Why is the sky blue?

01.04.2015 |

Episode #1 of the course “Science questions everyone should know how to answer”

Every day, billions of people look up at the sky and see blue. We all know the sky to be blue, but here’s the thing—it’s not. The sky is made up of air, and air is translucent, or clear. The air in front of your face right now has no color, does it? So then why does the air in the sky have color, specifically a blue color?

We see the sky as blue because of three things:

1. The sun

2. Particles in the atmosphere

3. And the fact that we’re humans

Let’s start with #2, the particles. In our atmosphere, there are billions upon billions of tiny molecules of oxygen and nitrogen. These tiny molecules are floating all around us. Next, onto the sun, which emits light rays. Light exists in a large spectrum, only a small section of which is visible to humans. The spectrum that is visible to humans is made up of the colors or the rainbow, from red to blue and violet. This is the key: the waves of blue light are shorter and more frequent than the waves of red light. Because the blue waves are shorter, they are more likely to collide with those tiny oxygen and nitrogen particles, causing that light to scatter. While the rest of the wavelengths pass through the atmosphere, lighting up the ground and everything we see, the blue waves get stuck in the atmosphere, thus creating the blue color.

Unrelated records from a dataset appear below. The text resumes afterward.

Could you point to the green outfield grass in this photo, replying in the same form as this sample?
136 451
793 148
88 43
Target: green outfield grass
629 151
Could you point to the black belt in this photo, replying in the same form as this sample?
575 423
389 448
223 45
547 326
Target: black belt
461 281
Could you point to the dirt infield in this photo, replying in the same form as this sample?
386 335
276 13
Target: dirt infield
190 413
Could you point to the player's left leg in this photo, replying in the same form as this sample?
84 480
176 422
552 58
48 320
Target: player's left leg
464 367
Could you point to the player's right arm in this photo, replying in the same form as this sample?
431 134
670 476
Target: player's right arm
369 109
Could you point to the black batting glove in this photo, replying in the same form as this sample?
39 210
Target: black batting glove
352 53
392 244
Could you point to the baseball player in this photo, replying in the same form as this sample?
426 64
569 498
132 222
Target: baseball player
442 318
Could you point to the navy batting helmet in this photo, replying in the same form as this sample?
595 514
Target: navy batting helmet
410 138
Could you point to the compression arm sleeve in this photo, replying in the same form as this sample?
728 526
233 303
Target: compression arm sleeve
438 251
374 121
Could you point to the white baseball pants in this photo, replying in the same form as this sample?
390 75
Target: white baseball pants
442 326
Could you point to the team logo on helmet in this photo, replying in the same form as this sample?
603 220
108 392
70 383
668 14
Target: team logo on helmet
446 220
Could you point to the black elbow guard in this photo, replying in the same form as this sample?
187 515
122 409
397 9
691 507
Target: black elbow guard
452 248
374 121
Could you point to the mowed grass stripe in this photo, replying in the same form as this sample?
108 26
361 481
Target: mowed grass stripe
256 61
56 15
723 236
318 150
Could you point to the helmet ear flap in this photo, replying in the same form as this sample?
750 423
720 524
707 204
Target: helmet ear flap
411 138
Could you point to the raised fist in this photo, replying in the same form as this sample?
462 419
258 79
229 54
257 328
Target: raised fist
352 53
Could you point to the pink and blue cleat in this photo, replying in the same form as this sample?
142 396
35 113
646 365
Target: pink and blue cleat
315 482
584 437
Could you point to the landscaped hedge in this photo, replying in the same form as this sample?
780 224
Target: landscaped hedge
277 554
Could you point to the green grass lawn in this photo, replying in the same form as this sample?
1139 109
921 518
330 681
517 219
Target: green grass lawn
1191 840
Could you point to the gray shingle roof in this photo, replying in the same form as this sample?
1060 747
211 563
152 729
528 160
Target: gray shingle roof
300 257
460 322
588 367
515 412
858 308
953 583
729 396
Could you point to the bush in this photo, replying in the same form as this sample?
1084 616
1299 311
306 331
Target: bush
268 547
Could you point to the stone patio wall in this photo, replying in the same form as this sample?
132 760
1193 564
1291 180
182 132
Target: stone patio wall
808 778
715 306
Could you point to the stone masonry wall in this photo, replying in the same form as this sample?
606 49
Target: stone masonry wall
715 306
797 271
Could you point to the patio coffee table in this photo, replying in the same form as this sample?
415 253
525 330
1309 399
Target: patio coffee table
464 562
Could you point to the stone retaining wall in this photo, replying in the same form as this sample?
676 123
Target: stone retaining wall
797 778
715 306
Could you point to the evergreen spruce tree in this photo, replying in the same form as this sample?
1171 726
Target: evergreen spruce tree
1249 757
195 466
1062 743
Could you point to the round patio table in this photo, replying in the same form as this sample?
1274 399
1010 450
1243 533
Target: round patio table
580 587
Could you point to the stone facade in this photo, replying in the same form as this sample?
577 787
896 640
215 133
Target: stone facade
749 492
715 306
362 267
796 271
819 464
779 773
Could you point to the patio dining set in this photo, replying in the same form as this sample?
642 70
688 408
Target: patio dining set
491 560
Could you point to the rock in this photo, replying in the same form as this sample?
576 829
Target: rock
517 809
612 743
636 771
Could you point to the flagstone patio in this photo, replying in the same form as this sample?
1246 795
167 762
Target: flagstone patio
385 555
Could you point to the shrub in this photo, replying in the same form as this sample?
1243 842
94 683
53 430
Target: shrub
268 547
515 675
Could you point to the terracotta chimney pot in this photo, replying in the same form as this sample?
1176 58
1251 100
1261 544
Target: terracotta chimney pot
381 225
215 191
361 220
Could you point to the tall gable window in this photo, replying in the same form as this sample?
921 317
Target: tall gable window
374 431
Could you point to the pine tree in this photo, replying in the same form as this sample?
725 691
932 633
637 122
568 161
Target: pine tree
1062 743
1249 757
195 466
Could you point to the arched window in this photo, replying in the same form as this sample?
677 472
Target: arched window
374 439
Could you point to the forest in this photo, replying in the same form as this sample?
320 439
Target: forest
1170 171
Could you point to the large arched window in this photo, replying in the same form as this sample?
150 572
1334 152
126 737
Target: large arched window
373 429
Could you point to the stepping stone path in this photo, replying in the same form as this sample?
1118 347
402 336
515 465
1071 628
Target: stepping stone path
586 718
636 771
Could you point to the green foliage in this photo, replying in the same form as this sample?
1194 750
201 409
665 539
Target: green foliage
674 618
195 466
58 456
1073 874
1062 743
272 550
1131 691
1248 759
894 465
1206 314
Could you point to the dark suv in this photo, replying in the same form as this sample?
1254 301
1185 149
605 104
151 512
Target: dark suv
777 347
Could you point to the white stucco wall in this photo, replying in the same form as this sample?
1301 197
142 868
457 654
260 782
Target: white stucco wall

But what does being human have to do with it? Well, if you’re especially clever, you might have wondered why the sky isn’t violet. In the spectrum of light we see—the colors of a rainbow—red wavelengths are the largest, so that would make violet the shortest, not blue. This is true, but human eyes do not perceive violet very well, so even though there are more violet wavelengths being caught in the sky than blue, humans just don’t see them. Other animals do, though, which means the sky probably looks totally different to them!